Sunday, November 15, 2020

The Right Kind of Fear

When I was pastor at the University of Arkansas in Fayetteville, one of the topics I most often discussed with our students were their plans for the future. Their dreams and expectations always inspired me: for example, to become a great doctor, to heal people; or to start a business, in order to build something of their own; or to be an engineer, to discover new technologies to make the future better. Often, I found that along with their dreams and hopes, these students were also motivated by a certain kind of fear: a fear of *not* reaching the goal they had. They knew that their goals were lofty and difficult to achieve, and so that fear also motivated them to work hard, to keep striving through difficulties in order to achieve what they desired.

Most of the time, we think of fear as bad, but a certain kind of fear – the right kind – can be good. Good fear motivates us; it challenges us. It spurs us onward to achieve what is difficult – what we might not do otherwise. We see the difference between these two kinds of fear in the Gospel today. Each of the three servants know that they have a demanding Master, one whom they are afraid of disappointing. The ones who receive five talents and two talents, respectively, have the right kind of fear; they intuitively understand that their Master expects a return on what he has entrusted to them, and so they get down to business. On the other hand, the servant who receives one talent is afraid in a bad way; he doesn’t know what his Master wants, and so his fear becomes crippling, leading him to do nothing. When he returns, the Master is angry with the idleness of the servant; he knew his Master was demanding, but instead he did nothing. And his inactivity is made all the worse when it is compared with the industriousness of the other two.

What the unfortunate servant lacked was a desire for greatness, and the right kind of fear that comes with it. In most areas of our lives, we want to be great. We don’t aim for mediocrity in our jobs, in our friendships, in our family relationships – we want greatness, whether we end up achieving it or not. But when it comes to our relationship with God, too often we settle for being just okay. We don’t want to be *bad*, per se, but we’re alright with not being the best. The question is why? What are we afraid of? Are we afraid of appearing foolish to others? Or perhaps the problem is something else.
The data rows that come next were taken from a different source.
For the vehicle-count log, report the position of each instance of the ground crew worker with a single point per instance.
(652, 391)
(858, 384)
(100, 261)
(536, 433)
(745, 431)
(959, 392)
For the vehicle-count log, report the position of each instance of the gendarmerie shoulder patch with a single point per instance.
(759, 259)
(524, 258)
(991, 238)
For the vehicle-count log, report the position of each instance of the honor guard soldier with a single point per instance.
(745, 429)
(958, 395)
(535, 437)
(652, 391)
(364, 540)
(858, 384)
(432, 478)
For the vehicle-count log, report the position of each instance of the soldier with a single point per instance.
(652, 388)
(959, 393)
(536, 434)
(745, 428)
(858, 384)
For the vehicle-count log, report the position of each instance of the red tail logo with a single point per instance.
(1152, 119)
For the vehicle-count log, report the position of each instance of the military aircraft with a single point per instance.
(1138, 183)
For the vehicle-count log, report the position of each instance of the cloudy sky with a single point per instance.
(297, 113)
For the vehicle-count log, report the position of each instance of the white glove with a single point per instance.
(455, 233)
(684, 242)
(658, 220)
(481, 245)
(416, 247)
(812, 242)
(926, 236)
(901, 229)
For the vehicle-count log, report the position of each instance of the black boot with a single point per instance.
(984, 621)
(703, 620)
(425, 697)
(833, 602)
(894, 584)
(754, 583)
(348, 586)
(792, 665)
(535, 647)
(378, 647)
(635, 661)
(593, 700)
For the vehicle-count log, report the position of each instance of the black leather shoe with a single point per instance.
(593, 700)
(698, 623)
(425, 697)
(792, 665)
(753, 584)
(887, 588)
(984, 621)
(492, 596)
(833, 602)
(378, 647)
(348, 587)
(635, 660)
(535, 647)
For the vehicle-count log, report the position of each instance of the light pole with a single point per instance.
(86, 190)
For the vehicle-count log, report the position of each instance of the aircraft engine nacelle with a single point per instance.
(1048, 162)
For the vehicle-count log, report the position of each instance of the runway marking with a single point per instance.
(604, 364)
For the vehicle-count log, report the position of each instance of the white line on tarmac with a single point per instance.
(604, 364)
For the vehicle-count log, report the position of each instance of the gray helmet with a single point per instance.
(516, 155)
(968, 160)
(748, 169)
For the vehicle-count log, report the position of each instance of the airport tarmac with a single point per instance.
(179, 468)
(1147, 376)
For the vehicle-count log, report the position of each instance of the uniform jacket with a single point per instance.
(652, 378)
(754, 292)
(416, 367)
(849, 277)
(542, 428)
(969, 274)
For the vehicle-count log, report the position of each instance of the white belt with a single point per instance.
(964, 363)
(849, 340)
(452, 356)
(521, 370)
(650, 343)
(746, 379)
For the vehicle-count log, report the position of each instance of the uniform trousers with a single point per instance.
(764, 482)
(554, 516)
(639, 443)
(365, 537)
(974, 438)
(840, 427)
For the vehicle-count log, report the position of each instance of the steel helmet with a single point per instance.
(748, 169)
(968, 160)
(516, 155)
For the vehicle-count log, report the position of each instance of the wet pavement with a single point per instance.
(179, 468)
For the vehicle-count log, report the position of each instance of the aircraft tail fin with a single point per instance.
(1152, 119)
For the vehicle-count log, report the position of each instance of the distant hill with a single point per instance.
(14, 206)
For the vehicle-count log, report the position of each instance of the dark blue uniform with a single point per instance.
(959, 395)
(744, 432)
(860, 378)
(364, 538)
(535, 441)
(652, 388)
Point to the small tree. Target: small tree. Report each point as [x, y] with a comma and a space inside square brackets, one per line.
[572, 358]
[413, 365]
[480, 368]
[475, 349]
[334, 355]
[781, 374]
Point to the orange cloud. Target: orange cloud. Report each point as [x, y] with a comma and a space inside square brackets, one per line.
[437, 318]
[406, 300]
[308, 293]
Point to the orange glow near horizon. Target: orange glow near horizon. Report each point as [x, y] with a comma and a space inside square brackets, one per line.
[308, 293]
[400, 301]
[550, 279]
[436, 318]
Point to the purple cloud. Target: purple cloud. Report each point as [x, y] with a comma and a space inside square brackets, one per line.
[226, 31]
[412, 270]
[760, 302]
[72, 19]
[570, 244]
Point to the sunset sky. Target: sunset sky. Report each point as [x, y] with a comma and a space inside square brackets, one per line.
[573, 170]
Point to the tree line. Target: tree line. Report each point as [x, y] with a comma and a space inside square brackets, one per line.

Perhaps we are afraid of being great – great disciples, great friends of Jesus, great servants of the Lord? Perhaps, like the servant who only received one talent, we are afraid of taking action, of being decisive in striving for greatness?

Andrei Mironov, The Parable of the Talents (2013)

The truth is that the Lord desires our greatness. He wants us to be great, but great in what really matters – in knowing and loving him, and in giving witness to him in how we live. Greatness in the earthly things of our life – our careers, our friendships, our families – are not in the end what he is truly interested in, because they don’t last beyond this world. But we were made for something beyond this earth; we have been created with an immortal soul that has the ability to know and love and serve him so that we may be with him in the next. In the end, that is the only kind of greatness that matters – the greatness of sanctity, of striving to serve the Lord at every moment and with every aspect of who we are. To do that we need a certain kind of fear – the kind that inspires us to boldness, to action, to strive through difficulties to achieve what we desire. It may be that we will make mistakes along the way; that’s okay – God offers us the chance always to begin anew. But what can’t be tolerated is inactivity, slothfulness – when we are afraid to seek his will or assuming that we have done what is necessary to satisfy him. It is then that we have to remember the warning of this parable: that the Lord expects us to be working hard until he returns because he will demand an account of what we have been given.

Friends, the Christian writer Léon Bloy once wrote: “The only real sadness, the only real failure, the only great tragedy in life, is not to become a saint.” That may seem like a high standard to strive for, but it is the same one Jesus gives us in the Gospel today. Jesus himself is ready to help us, of course – to give us the grace we need. But maybe he also is calling us to dream big ourselves and, like the students at the university, to be motivated by the fear of not achieving what he calls us to. As we prepare to celebrate the Eucharist in a few moments, let’s just make sure that what we are striving for, in the end, is not the greatness of earthly success, but the greatness of love, of sanctity, of Christian witness that will carry us to the life to come.